RBI released an interesting Table in its third quarter 2012-13 monetary policy review. Table 1 shows that PSU banks have been the worst performers in the NPA front and their capital adequacy has actually gone down in the June to September 2012 period. The other bad performer is the old private sector bank category that has seen slippages in its bad loans and capital adequacy.
RBI has now released draft guidelines on provisioning norms for restructured standard assets and this will hit PSU banks hard. Banks will have to make provision of 5% on restructured standard assets starting April 2013 if the draft guidelines are accepted. The current provisioning norm is 2.75% for restructured standard assets.
PSU banks have the highest ratio of restructured standard assets to gross advances with the ratio being 7.34% as of September 2012. The ratio for PSU banks stood at 6.67% as of June 2012 indicating that more assets are being structured every quarter. The ratio could go up if more real estate firms default on loans. The 37% fall in real estate firm HDIL stock price in the week before last is an indicator of market perception of debt levels of leveraged real estate companies.
The fact that PSU banks are seeing the worst of the bad loan problems raises many questions on the way the banks are being run. The government ownership of the banks does not lend them much credibility in terms of managing risks. Issues of crony capitalism also comes into play while issues of directed lending to problem ridden state electricity boards also affects the risk management credibility of PSU banks.
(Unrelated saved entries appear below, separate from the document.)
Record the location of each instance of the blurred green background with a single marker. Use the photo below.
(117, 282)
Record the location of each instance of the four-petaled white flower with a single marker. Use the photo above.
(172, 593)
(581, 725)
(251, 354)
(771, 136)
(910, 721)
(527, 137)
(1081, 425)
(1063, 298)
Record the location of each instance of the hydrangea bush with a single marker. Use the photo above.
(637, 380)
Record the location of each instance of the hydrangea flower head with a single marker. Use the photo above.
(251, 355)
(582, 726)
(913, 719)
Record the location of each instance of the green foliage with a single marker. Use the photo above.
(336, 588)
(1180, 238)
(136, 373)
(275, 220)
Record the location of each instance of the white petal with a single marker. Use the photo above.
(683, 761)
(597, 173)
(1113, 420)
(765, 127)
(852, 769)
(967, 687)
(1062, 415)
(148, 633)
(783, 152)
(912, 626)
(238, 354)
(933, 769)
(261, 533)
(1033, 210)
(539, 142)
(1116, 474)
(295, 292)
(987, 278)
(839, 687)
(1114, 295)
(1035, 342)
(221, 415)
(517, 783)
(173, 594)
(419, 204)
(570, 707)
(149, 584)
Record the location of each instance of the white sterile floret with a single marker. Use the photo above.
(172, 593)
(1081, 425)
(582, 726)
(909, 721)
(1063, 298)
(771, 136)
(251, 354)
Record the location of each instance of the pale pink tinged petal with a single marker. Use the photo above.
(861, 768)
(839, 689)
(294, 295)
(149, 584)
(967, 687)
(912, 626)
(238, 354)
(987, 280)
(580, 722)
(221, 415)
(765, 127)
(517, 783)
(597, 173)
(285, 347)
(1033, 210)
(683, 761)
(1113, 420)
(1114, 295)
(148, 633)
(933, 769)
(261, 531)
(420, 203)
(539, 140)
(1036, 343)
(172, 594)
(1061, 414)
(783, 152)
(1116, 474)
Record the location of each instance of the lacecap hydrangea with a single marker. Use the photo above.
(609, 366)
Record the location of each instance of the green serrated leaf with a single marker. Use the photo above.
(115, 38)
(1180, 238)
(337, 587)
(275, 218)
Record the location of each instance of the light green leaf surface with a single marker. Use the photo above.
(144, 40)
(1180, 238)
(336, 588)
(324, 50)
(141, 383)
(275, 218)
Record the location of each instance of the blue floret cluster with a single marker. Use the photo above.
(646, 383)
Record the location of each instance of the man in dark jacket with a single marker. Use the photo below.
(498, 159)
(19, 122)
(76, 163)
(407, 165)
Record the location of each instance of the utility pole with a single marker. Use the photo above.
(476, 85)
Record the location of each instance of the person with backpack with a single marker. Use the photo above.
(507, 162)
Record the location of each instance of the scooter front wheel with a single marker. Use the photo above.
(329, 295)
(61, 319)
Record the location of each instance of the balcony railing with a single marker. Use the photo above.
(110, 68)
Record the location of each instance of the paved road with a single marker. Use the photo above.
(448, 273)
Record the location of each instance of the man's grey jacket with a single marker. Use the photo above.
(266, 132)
The government has to appoint the right professionals to manage PSU banks and maintain arms length distance in their functioning. This move will then add credibility to the perception of PSU banks in the eyes of investors and rating agencies.
The government is trying to push RBI in giving out new banking licenses with daily media reports on what kind of corporates can be given bank licenses. The fact that the government is getting involved in new bank licenses at a time when its own banks are showing the worst performance in the banking sector leads to serious questions on the intentions of the government. RBI will only give out a few licenses based on merits but given the government involvement there will be raised eyebrows on why certain corporates received licenses and certain corporates did not receive licenses.
RBI should hold back on bank licenses until the banking sector gets back on track with balance sheets improving. The government should lay off the RBI on the banking license issue. PSU banks are a bad enough example of the government’s involvement in the running of the banks. The economy certainly does not need fresh worries of crony capitalism when corporates are given bank licenses.